Questa politica di inasprimento dei tassi della Banca Centrale Europea può mettere a repentaglio la sostenibilità del debito di cittadini e aziende e creare le condizioni perché nella Ue scoppi una seconda crisi dei mutui subprime?
Lo scenario dei mutui subprime è concreto in tutta Europa se i tassi di interesse sui prestiti per la casa resteranno a livelli così alti, senza che ci sia una adeguata crescita economica che faccia da un lato aumentare il pil e dall’altro faccia aumentare anche gli stipendi. Solo in Italia, per darle un dato, più di 7 milioni di lavoratori sono in attesa dei rinnovi dei loro contratti collettivi nazionali di lavoro, quindi, hanno retribuzioni ferme da parecchi anni, anche più di cinque.

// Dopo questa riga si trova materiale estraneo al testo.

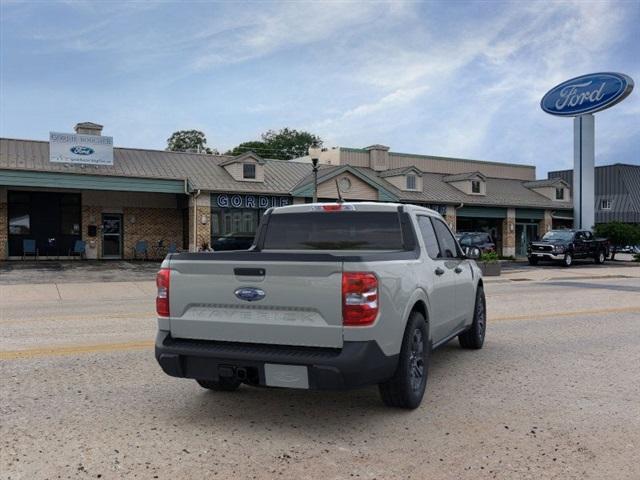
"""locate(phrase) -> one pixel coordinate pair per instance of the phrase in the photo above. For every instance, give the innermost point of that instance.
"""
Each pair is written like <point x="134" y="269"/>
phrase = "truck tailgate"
<point x="301" y="303"/>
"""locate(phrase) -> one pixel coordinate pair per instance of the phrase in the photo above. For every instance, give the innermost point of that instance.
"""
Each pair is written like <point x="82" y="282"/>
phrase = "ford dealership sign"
<point x="80" y="149"/>
<point x="587" y="94"/>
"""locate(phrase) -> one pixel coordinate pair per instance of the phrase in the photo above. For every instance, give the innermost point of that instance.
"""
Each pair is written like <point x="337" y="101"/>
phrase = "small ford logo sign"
<point x="587" y="94"/>
<point x="249" y="294"/>
<point x="79" y="150"/>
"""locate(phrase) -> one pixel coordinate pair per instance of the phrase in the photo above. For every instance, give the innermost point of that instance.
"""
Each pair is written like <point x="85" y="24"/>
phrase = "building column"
<point x="450" y="217"/>
<point x="202" y="222"/>
<point x="545" y="224"/>
<point x="509" y="234"/>
<point x="4" y="227"/>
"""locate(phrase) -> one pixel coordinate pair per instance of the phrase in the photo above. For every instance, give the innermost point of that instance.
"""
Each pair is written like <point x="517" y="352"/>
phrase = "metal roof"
<point x="463" y="176"/>
<point x="281" y="177"/>
<point x="203" y="171"/>
<point x="620" y="184"/>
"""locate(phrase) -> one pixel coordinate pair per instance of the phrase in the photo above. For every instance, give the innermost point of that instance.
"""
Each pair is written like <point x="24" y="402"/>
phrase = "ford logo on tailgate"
<point x="249" y="294"/>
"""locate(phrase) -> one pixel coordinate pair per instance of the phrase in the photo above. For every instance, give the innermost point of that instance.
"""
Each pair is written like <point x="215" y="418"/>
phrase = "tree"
<point x="619" y="234"/>
<point x="189" y="141"/>
<point x="284" y="144"/>
<point x="257" y="147"/>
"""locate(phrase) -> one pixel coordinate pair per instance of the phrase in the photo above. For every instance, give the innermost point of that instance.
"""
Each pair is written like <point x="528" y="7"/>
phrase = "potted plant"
<point x="489" y="264"/>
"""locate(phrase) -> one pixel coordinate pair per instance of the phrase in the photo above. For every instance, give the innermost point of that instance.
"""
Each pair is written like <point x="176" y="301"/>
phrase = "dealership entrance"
<point x="52" y="219"/>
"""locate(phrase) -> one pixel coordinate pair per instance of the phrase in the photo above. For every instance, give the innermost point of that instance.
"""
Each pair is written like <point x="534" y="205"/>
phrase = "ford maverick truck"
<point x="564" y="246"/>
<point x="330" y="296"/>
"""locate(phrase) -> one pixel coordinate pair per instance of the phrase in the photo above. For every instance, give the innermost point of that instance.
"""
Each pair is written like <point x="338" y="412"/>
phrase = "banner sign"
<point x="239" y="200"/>
<point x="80" y="149"/>
<point x="587" y="94"/>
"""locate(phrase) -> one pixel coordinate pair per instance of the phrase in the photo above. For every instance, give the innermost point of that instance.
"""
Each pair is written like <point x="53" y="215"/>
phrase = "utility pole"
<point x="314" y="153"/>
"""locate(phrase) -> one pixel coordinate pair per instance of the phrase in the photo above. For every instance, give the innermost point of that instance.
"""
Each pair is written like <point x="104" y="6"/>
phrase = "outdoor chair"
<point x="79" y="248"/>
<point x="142" y="249"/>
<point x="29" y="248"/>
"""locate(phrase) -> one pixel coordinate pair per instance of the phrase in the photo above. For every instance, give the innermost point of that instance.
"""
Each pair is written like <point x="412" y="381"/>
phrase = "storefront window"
<point x="19" y="218"/>
<point x="235" y="218"/>
<point x="234" y="228"/>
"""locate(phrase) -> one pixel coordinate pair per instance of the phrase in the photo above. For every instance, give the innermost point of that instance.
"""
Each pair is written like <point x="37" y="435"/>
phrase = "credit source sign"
<point x="80" y="149"/>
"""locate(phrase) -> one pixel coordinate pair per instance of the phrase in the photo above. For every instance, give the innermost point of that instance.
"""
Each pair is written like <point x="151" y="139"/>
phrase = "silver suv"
<point x="330" y="296"/>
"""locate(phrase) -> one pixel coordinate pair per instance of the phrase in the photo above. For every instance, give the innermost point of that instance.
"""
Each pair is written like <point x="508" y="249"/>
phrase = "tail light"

Quale ruolo devono avere le banche in questo momento così difficile?
Le banche devono recuperare il ruolo sociale di un tempo, quando erano realmente e concretamente a sostegno dei territori, delle famiglie e delle imprese, quando si guardavano i bilanci senza troppa ortodossia, ma si cercava soprattutto di sostenere e finanziare le idee, un po’ come avviene oggi nei paesi del Nord Europa. Oggi, invece, alcune banche sono ossessionate dalla ricerca di maggiori ricavi derivanti dalla vendita di prodotti finanziari e assicurativi. Una scorciatoia che porta a produrre utili e dividendi da garantire agli azionisti: in questo modo gli amministratori delegati delle banche tutelano le loro poltrone e il loro potere, ma non fanno il bene del Paese, al netto della propaganda di alcuni gruppi.

Appena entrato in carica il governo Meloni ha riaperto il dibattito sull’innalzamento del tetto al contante. È d’accordo su un intervento di questo tipo? Se sì fino a quale soglia e perché?
È un argomento sul quale è necessario ragionare soprattutto con pragmatismo. Certamente un tetto troppo alto all’utilizzo del denaro contante potrebbe rappresentare un assist per evasori o per chi ricicla denaro di provenienza illecita. Non dobbiamo dimenticare, però, che, secondo alcune stime attendibili, nelle cassette di sicurezza delle banche, giacciono circa 150 miliardi di euro. È una cifra di poco inferiore al 10% del nostro prodotto interno lordo e, se messa in circolazione, magari grazie una soglia di 3mila o 5mila euro, avrebbe benefici per la crescita economica, a cominciare dai consumi.